2. You can easily activate some context of IContextBound object, keep it active for desirable period and finally be sure it will be deactivated (i.e. removed from the context stack):

Let's see how easily we can clone a persistent object by this way:
  Person personClone;
using (originalPerson.Session.Activate()) {
personClone = (Person) BinarySerializer.Clone(originalPerson);
}

So all we did here is ensured that appropriate Session (as context) is active during cloning. Any persistent implements ISerializable, and its base deserializing constructor automatically binds any deserializing object to the current Session.

Note that XxxContext.Activate method normally acts as follow:
  public XxxScope Activate()
{
if (!IsActive)
return new XxxScope(this);
else
return null;
}

public bool IsActive {
get {
return XxxScope.CurrentContext==this;
}
}

So almost nothing is done if current context is already active; Activate returns null in this case, so no additional XxxScope object is allocated \ disposed. I.e. activation is quite fast. Btw, it's quite fast even if current context isn't active - just one non-finalizable object is allocated; moreover, it doesn't use any locks.

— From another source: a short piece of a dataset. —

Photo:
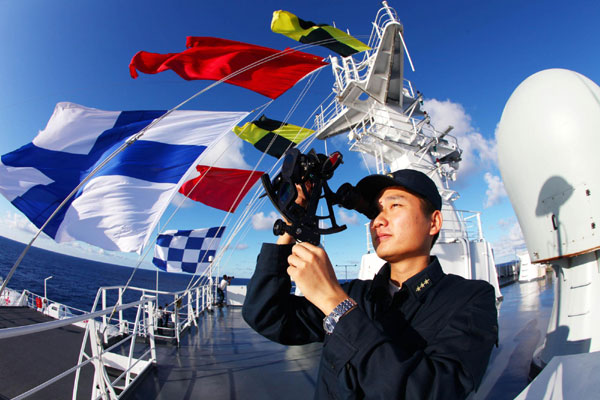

3. Finally, it's pretty easy to build a PostSharp aspect, that will activate some necessary object's context automatically for a duration of method call. There is ContextActivationHelper type allowing to do the most part of this job in aspect automatically. Again, an example (from ValidateAttribute aspect):
  public sealed class ValidateAttribute : OnMethodBoundaryAspect, 
ILaosWeavableAspect,
IDeserializationCallback
{
[NonSerialized]
private ContextActivationHelper<ValidationScope, ValidationContext> contextActivationHelper;

...

public override bool CompileTimeValidate(MethodBase method)
{
if (!contextActivationHelper.CompileTimeValidate(this, method))
return false;
...
return true;
}

public override void OnEntry(MethodExecutionEventArgs eventArgs)
{
IContextBound<ValidationContext> validationContextBound = (IContextBound<ValidationContext>)eventArgs.Instance;
eventArgs.MethodExecutionTag = contextActivationHelper.TryActivateScope(validationContextBound);
}

public override void OnExit(MethodExecutionEventArgs eventArgs)
{
ValidationScope validationScope = (ValidationScope)eventArgs.MethodExecutionTag;
if (validationScope!=null)
validationScope.Dispose();
}


// Constructors

public ValidateAttribute()
{
contextActivationHelper = new ContextActivationHelper<ValidationScope, ValidationContext>();
}

// IDeserializationCallback members

public void OnDeserialization(object sender)
{
contextActivationHelper = new ContextActivationHelper<ValidationScope, ValidationContext>();
}
}

So as you see, it's pretty easy to create an aspect activating all necessary contexts automatically. This is ideal e.g. for methods of persistent types: when top-level method is entered, its Storage and Session are activated as contexts; new Transaction and AtomicContext (which in turn creates and activates IRedoDescriptor and IUndoDescriptor) are created and activated. But when this method calls other methods on persistent types, almost nothing happens, since all necessary contexts are already created and active.

Note: PostSharp supports compound aspects - such aspects do nothing themselves, but instruct PostSharp to apply a set of other aspects (they can be applied on generally anything). So normally you shouldn't even put an aspect attribute to ensure context activation - this will happen automatically because an attribute (put on some very base class - e.g. on Persistent) ensuring all its methods, as well as methods of its descendants will be aspected automatically by default (e.g. if there is no [Suppress(SuppressionType.Transactional)] attribute is applied on some method).

This means you shouldn't even write using (...) blocks to get all the necessary contexts activated.